Entre as consequências mais terríveis desta política estão quase 700 mil mortos por covid-19 (números oficiais subnotificados), desmatamento e destruição de florestas e rios, crise humanitária e sanitária entre povos indígenas com altos números de mortos, portadores de doenças e subnutridos, entre muitas outras situações dramáticas. Tudo muito distante do que a fé cristã afirma ser o caminho de Deus, e tudo muito perto do que, de fato, significa destruição de famílias.

A busca de Bolsonaro pela reeleição lançou mão (ilegalmente) da máquina pública para alcançar votos, como nunca visto em outro processo eleitoral, e recorreu, até mesmo, a trapaças graves, como a obstaculização de estradas pela Polícia Rodoviária Federal, no dia das eleições, justamente em cidades em que o candidato da oposição foi vencedor no primeiro turno. Ainda fez acusações, sem provas, de falhas no sistema eletrônico de votação e de comprometimento deliberado das autoridades da Justiça Eleitoral em tais situações.

Com a ruína eleitoral, o extremismo se concretizou em atentados violentos e em uma articulação por um golpe de Estado, com a conivência de lideranças das Forças Armadas, que culminou na tentativa de tomada de Brasília por um exército de apoiadores, em 8 de janeiro de 2023. Identifica-se nenhum valor à Pátria ou atitude patriota, quando se toma o sentido mais fiel e rigoroso destas palavras. Mais uma vez, tudo muito distante do que se entende por pátria, e tudo muito perto do que, de fato, significa a destruição dela.

A derrota deste projeto de poder, nas urnas, em 2022, e na atuação contra o golpe de 8 de janeiro, representou a vitória das instituições do Estado, de partidos políticos e suas lideranças, e de movimentos sociais que atuaram em defesa da Constituição Brasileira e da democracia.

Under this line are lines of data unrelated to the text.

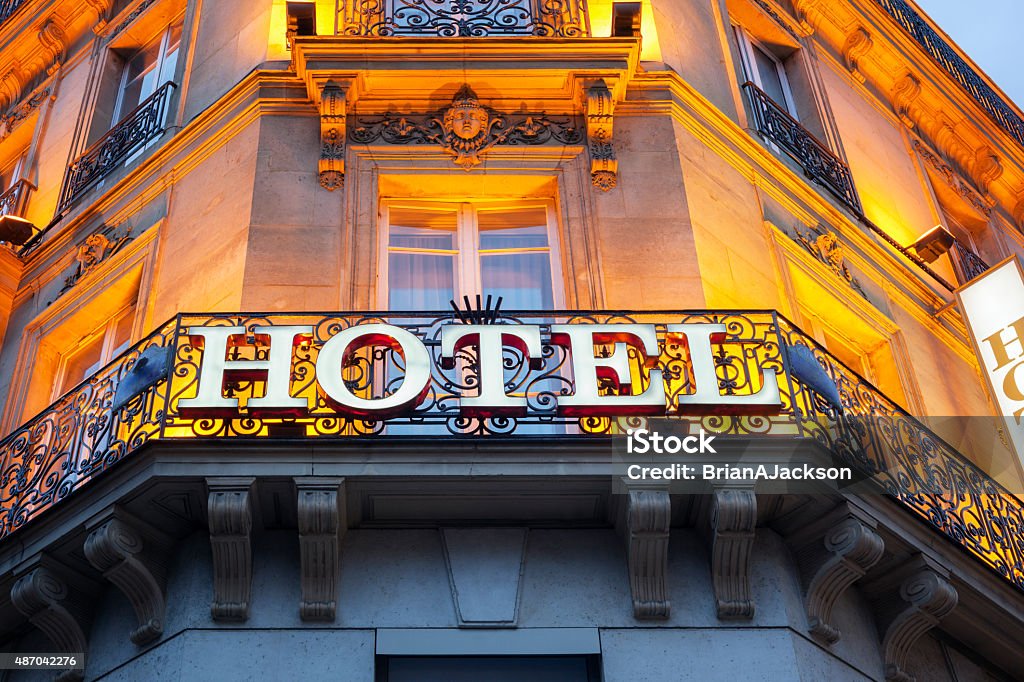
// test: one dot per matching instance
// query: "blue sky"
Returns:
(989, 31)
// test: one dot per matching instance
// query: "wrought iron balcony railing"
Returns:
(956, 67)
(464, 18)
(133, 132)
(967, 263)
(8, 7)
(818, 162)
(81, 436)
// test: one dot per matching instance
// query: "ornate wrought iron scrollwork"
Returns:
(466, 129)
(80, 436)
(463, 18)
(955, 66)
(818, 162)
(143, 124)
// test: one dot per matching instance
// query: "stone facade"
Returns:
(260, 186)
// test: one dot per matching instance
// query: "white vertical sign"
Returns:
(993, 308)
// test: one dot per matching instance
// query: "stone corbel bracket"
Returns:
(53, 598)
(599, 107)
(132, 555)
(322, 525)
(911, 599)
(647, 519)
(333, 105)
(834, 553)
(732, 519)
(229, 508)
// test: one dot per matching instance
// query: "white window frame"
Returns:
(748, 43)
(109, 332)
(119, 113)
(467, 253)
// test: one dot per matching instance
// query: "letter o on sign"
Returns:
(337, 351)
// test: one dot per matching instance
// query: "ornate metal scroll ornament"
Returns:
(466, 129)
(332, 161)
(827, 248)
(603, 165)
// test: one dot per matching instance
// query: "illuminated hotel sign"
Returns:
(594, 373)
(993, 308)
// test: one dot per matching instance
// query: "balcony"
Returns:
(83, 435)
(463, 18)
(130, 135)
(818, 162)
(955, 67)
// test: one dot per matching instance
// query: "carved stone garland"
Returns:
(603, 165)
(332, 161)
(465, 130)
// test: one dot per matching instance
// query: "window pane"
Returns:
(771, 82)
(497, 669)
(420, 282)
(515, 228)
(82, 363)
(523, 280)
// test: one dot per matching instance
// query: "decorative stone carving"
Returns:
(809, 13)
(847, 551)
(332, 161)
(930, 598)
(986, 168)
(952, 178)
(22, 112)
(44, 596)
(648, 517)
(826, 247)
(603, 166)
(229, 508)
(322, 524)
(94, 250)
(54, 42)
(132, 556)
(857, 44)
(905, 92)
(466, 129)
(733, 516)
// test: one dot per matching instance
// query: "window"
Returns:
(766, 71)
(493, 669)
(434, 252)
(94, 351)
(146, 70)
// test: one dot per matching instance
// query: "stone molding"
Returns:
(229, 508)
(733, 517)
(333, 104)
(603, 165)
(53, 600)
(322, 525)
(835, 561)
(648, 518)
(132, 555)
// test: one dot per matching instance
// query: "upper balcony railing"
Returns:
(818, 162)
(8, 7)
(132, 133)
(463, 18)
(956, 67)
(83, 435)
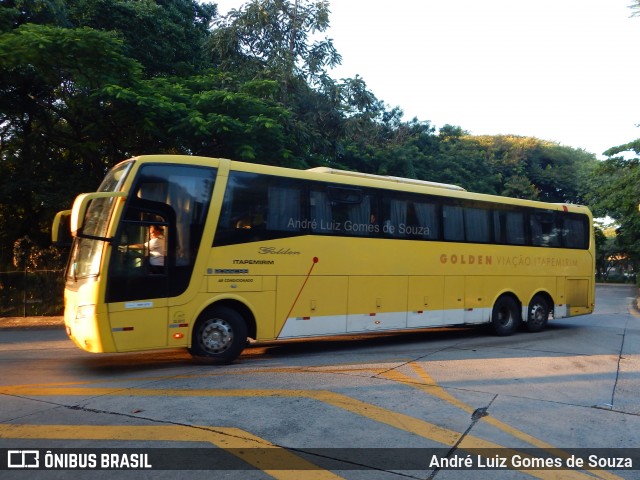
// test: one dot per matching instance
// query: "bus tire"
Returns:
(219, 336)
(505, 316)
(537, 314)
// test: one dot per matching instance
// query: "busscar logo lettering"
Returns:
(23, 459)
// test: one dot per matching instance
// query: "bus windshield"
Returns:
(86, 253)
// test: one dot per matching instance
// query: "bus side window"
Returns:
(544, 232)
(509, 227)
(575, 232)
(476, 222)
(453, 223)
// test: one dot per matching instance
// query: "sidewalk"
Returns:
(7, 323)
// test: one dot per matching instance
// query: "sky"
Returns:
(560, 70)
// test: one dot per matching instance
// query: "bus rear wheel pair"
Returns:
(219, 336)
(505, 316)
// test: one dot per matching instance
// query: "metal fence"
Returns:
(31, 293)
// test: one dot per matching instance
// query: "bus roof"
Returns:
(408, 181)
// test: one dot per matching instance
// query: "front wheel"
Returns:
(505, 316)
(538, 315)
(219, 336)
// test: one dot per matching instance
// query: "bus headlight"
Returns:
(85, 311)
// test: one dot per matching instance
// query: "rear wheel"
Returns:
(505, 316)
(538, 314)
(219, 336)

Como parte desta defesa, muita coisa está, agora, sendo revelada, tornando nítida a farsa do mote de campanha. Além de trazerem à tona as articulações do golpe, as investigações, agora, desvelam as ações de corrupção do ex-presidente, que envolvem pessoas do seu entorno.

“Deus, Pátria, Família” fica para a história como uma falácia eleitoral e uma farsa governamental, cujas muitas artimanhas ainda carecem de ser reveladas e a justiça plenamente realizada. Enquanto isto, fica o desafio do arrependimento das lideranças religiosas que credenciaram tamanha iniquidade e de reconstrução da trajetória cristã, extremamente comprometida no seu testemunho perante a sociedade brasileira.

Afinal, estas lideranças não devem se esquecer do contexto no qual a fala de Jesus, contida no texto de Lucas 12.2, escolhido para o título da operação da PF, se dá. Como diz o Evangelho, no versículo anterior (12.1): “Ajuntando-se, entretanto, muitos milhares de pessoas, de sorte que se atropelavam uns aos outros, [Jesus] começou a dizer aos seus discípulos: Acautelai-vos primeiramente do fermento dos fariseus, que é a hipocrisia”.